What is it and why it matters

Businesses can continue to transfer data from the EU to the US as usual after the two superpowers reached a landmark data-sharing deal this week.

The framework, which replaces a previous agreement that lapsed in 2020, is a major development that has implications for U.S. tech giants, which rely on it to transfer European users’ data back to the United States.

If not in place, these companies risk costly processing and storing user data locally, or withdrawing operations from the EU altogether.So the agreement of the new rules will give us some relief Yuan and other U.S. companies that share vast amounts of user data around the world.

However, the rules are already under threat of legal challenges from privacy activists who are dissatisfied with the level of protection the measures offer European citizens. They say this is no different from the earlier Privacy Shield framework.

CNBC brings you all there is to know about the new EU-US privacy framework, why it matters, and its chances of success.

The new data sharing agreement is called EU-US Data Privacy Frameworkdesigned to ensure that data can flow safely between the EU and the US without additional data protection measures.

in a statement On Monday, the European Commission, the EU’s executive arm, said it had concluded that U.S. data protection laws provided an “adequate level of protection” for European citizens and introduced new safeguards that would limit U.S. intelligence agencies to Get EU data under “. “

A new data protection review court will be created for Europeans to lodge privacy complaints. It will have the power to order companies to delete user data if it finds that the information collected violates the new safeguards.

The data privacy framework replaces a previous agreement called Privacy Shield, which allowed companies to share Europeans’ data to the US to be stored and processed locally in their domestic data centers.
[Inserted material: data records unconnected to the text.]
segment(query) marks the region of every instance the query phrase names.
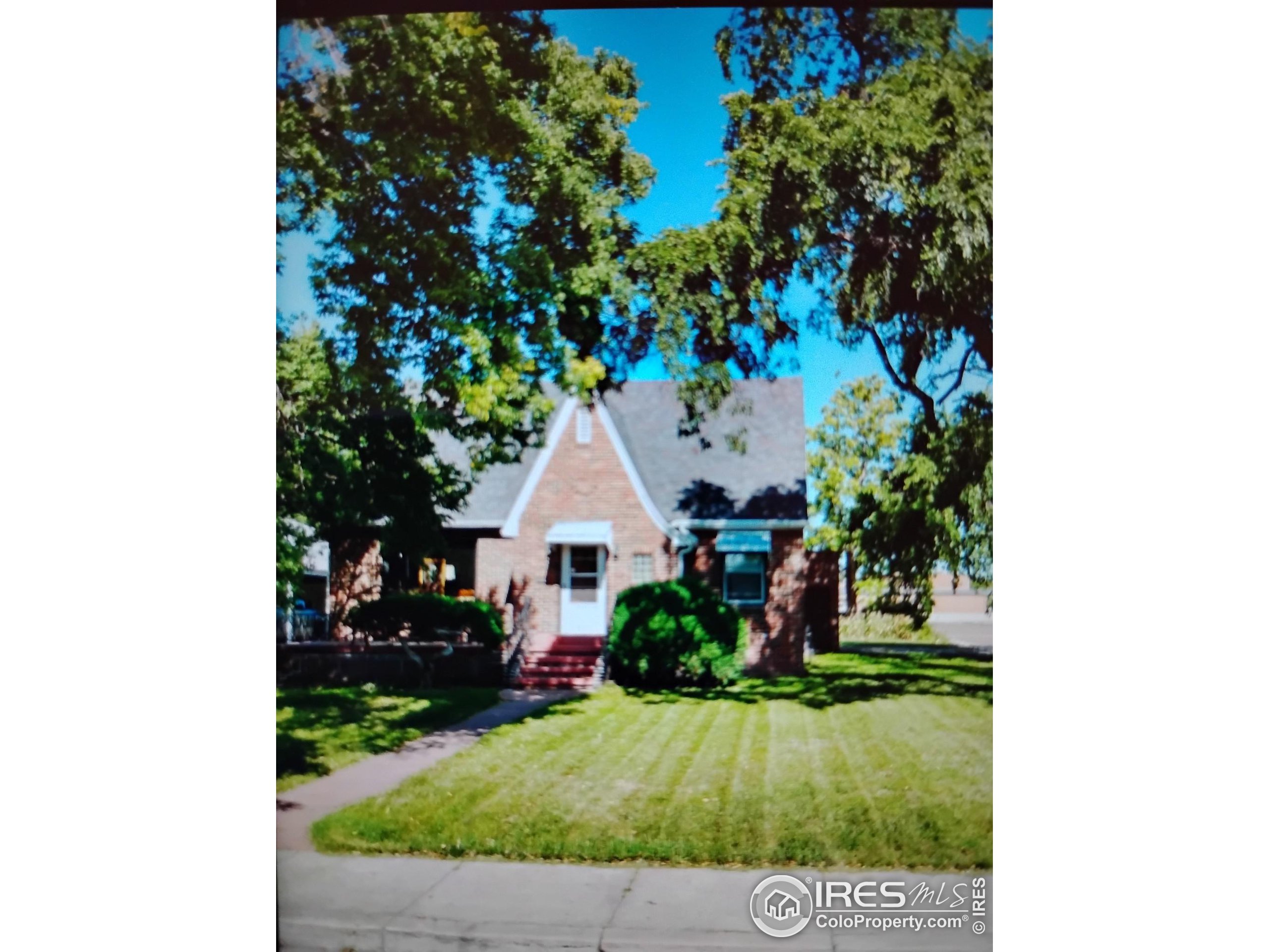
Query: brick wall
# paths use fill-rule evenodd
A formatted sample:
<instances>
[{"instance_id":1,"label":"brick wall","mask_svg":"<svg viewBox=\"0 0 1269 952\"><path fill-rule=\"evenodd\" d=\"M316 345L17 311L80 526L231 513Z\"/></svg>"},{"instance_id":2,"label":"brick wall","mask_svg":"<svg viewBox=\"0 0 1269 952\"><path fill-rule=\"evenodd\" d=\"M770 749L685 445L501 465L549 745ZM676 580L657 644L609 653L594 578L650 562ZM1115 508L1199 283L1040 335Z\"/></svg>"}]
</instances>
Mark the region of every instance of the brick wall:
<instances>
[{"instance_id":1,"label":"brick wall","mask_svg":"<svg viewBox=\"0 0 1269 952\"><path fill-rule=\"evenodd\" d=\"M722 592L723 555L714 551L717 533L693 529L700 545L692 567ZM802 650L806 636L807 560L801 529L772 532L766 557L766 603L737 611L749 627L745 666L750 674L799 674L806 670Z\"/></svg>"},{"instance_id":2,"label":"brick wall","mask_svg":"<svg viewBox=\"0 0 1269 952\"><path fill-rule=\"evenodd\" d=\"M838 633L838 562L840 552L806 553L806 623L811 630L811 646L816 654L836 651Z\"/></svg>"},{"instance_id":3,"label":"brick wall","mask_svg":"<svg viewBox=\"0 0 1269 952\"><path fill-rule=\"evenodd\" d=\"M590 443L577 442L576 411L533 491L516 538L482 538L476 542L476 593L491 592L503 604L514 579L528 578L525 595L533 602L530 628L560 630L558 557L549 560L546 536L557 522L603 520L613 523L617 555L609 553L608 616L617 594L633 584L633 556L652 556L652 578L664 581L676 575L670 542L643 509L634 486L626 476L617 448L599 415L591 420ZM504 608L510 617L509 607Z\"/></svg>"}]
</instances>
This is In July 2020, the EU’s highest court, the European Court of Justice, sided with Austrian privacy activist Max Schrems, who claimed that US law did not provide sufficient protection against surveillance by public authorities, and the bill was rejected.

It reached the European Court of Justice, which ruled in 2015 that the then Safe Harbor agreement (the mechanism that previously allowed European users’ data to be transferred to the US) was invalid, and European citizens are not adequately protected.

It was replaced by Privacy Shield, but then also abandoned.

Meanwhile, companies rely on separate mechanisms known as standard contractual clauses to ensure they can still transfer data across the Atlantic.

These tools are also under threat.

The Irish DPC ruled in May that Meta’s use of the SCC to transfer personal data to the US violated the European Union’s General Data Protection Regulation. The US tech giant was fined a record $1.3 billion.

Multinational companies operating in different jurisdictions need to move customer data across borders in a secure manner that complies with data protection regulations.

US tech giants have been sharing data on their European users. It is an important part of the Internet and an open and interconnected platform.

But the way these tech companies handle data has come under intense scrutiny from regulators and privacy activists.

Yuan, Google, amazon Others collect reams of user data, which they use to inform content-recommendation algorithms and personalize ads.

Without a deal, some companies could be forced to close operations in Europe.indeed, yuan February 2022 warned it was a risk.